The strength of this study is that we investigated these different overlapping phenotypes of suicidal behaviour in a homogenous sample of hospitalised patients with diagnosed MDD or BD and excluding patients with primary organic diseases or a history of schizophrenia, to reduce the confounder of comorbidities likely contributing to suicidal behaviour.

Limitations

Since the CTQ is a self-reported questionnaire; there is a possible underreporting of child abuse experiences by males and to a lower degree also among females. Males often do not report sexual abuse in interviews fearing stigmatisation, vulnerability and loss of masculinity45.

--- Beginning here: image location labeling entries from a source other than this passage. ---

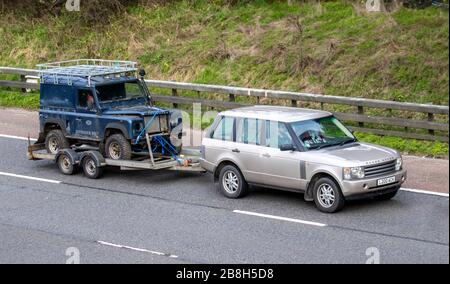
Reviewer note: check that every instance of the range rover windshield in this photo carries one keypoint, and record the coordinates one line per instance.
(322, 132)
(128, 92)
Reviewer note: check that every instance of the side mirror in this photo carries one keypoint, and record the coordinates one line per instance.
(287, 147)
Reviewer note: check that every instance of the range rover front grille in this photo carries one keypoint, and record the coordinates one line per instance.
(380, 169)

Another limitation of the current study is that suicidal phenotypes sometimes have fluent passages and overlaps with other risk behaviour46. Most patients showed multiple phenotypes of self-harm, which occur in different time frames and are not always linked to acute episodes of affective disorders. Our detailed phenotype description leads to small sample sizes. Power et al. already addressed the limitation of small sample sizes in genetic studies, and that a loss in power due to reduced sample size must be outweighed by the increased power from reduced heterogeneity47. Reducing heterogeneity, by only recruiting affective disorder patients and making a detailed suicidal behaviour phenotype description, was a main goal in our study. Aiming to increase sample size, was at a cost of standardized phenotype data in large studies of psychiatric illness48. Finding genetic predictors for MDD seem to be more difficult than it is for other psychiatric disorders, due to its complex multifactorial aetiology, therefore in-depth phenotyping should be pursued in tandem, even though it is at a cost of large sample size47. Nevertheless replication of significant findings of the current study in larger samples is warranted.

Conclusion

The findings support an association between the COMT gene and suicidal behaviour phenotypes with and without childhood maltreatment as environmental factor in a sample of patients with affective disorders. Further research with a larger sample size for more statistical power is needed to explore the interactions of the COMT gene.